America strips citizenship from 16 y.o. Solomon who is grieving his father’s death and deports him to the country his father fled 20 years ago: Sierra Leone. How will he survive and will he ever see his homeland again?
Ex 6 primary conflict
Fifteen-year-old Solomon has always longed for a relationship with his father, Fallu. When Fallu dies, Solomon refuses to accept the loss and acts out violently with his mother, skips school and smokes pot. When Solomon is arrested for truancy, Fallu again causes Solomon’s life to make a major shift. The son of an immigrant, Solomon’s truancy qualifies him for de-citizenshipping and deportation to the country his father fled for safety 20 years earlier: Sierra Leone.
Stripped of every comfort he has ever know, alone in a foreign land that he knows nothing about, Solomon is forced to accept that his father and his country, although beloved by him, have abandoned him. By contrast, he is adopted by this new country finding love, family and belonging until the country is over-run by dispossessed former Americans with Sierra Leonian blood and Solomon is caught in the middle. Who is he? American? Sierra Leonian? Neither?

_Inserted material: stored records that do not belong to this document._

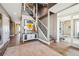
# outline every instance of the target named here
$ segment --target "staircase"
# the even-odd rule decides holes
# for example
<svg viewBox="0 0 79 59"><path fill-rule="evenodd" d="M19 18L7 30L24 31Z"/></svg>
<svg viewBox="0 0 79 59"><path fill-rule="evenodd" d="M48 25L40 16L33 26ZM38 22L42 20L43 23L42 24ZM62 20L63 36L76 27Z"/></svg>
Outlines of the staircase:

Fallu comes of age in the midst of the Sierra Leonian civil war. A victim of both the rebels and the army, he is eventually able to flee to the US but the trauma he experienced there follows him. When his relationship with Solomon’s mother fell apart, the only good thing Fallu had to hold onto was his youngest child, Solomon’s half-sister, Alicia Amal. She is the only good thing in his life; the reason he keeps fighting to survive and thrive in the US. But when the country elects Donald J. Banner and rescinds the legal status of millions and begins deporting refugees and back to the countries they fled, Fallu has to figure out how to survive and more importantly, what to do about Alicia Amal.

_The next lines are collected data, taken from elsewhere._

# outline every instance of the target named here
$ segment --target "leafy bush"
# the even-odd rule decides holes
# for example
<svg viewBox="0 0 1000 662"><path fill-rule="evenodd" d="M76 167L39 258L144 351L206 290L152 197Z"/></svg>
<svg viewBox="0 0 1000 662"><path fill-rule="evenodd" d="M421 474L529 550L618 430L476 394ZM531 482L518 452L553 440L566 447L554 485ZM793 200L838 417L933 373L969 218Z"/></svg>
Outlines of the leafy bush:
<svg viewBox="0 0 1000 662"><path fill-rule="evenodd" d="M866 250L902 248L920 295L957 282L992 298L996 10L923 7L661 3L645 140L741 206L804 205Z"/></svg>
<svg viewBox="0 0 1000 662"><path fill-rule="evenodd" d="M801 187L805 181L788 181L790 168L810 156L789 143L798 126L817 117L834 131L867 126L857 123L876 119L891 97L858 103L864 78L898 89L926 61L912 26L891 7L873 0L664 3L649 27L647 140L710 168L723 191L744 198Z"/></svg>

Just as Solomon finds love and a hope for a future in Sierra Leone in the form of beautiful Maseray, he learns that his mother is in prison for murdering the woman who reported his truancy years before. The revelation sends Solomon into a spiral of self-hate. He knows his mother killed the woman because she was avenging him. He knows also that the fact that she is in prison means his little sister, Blessing, is alone. And he knows it is all his fault. If he hadn’t acted out…If he hadn’t blamed his mom for his dad’s abandonment…none of this would have happened. His fears that he is as bad as his father plague him and threaten to upend all that he has fought so hard to develop. How can Maseray and her family accept him as a credible suitor? Once again, his father threatens to destroy his future. Will he lose the girl? Is he forever tainted by his father’s past and now his mother’s crime?
Solomon’s sisters, meet for the first time in the country’s system of immigrant detention centers for children called Guest Lodging. Traumatized and alone, they quickly forge a strong bond. When the sister’s are faced with deportation, Blessing is offered the chance to escape. Will she abandon Alicia Amal to face Sierra Leone on her own?
Three major settings:
Northern VA suburb where Solomon lives with his mother and sister. Fallu also lives with Alicia Amal and her mother in NOVA. Alicia Amal also lives with Fallu and then her foster parents in NoVA suburbs.
Freetown Sierra Leone but mainly in the home of the families that have adopted Solomon: Charles/Missus and the Pastor’s wife Ma’am.
The various Guest lodgings that Blessing and Alicia Amal live in over the years.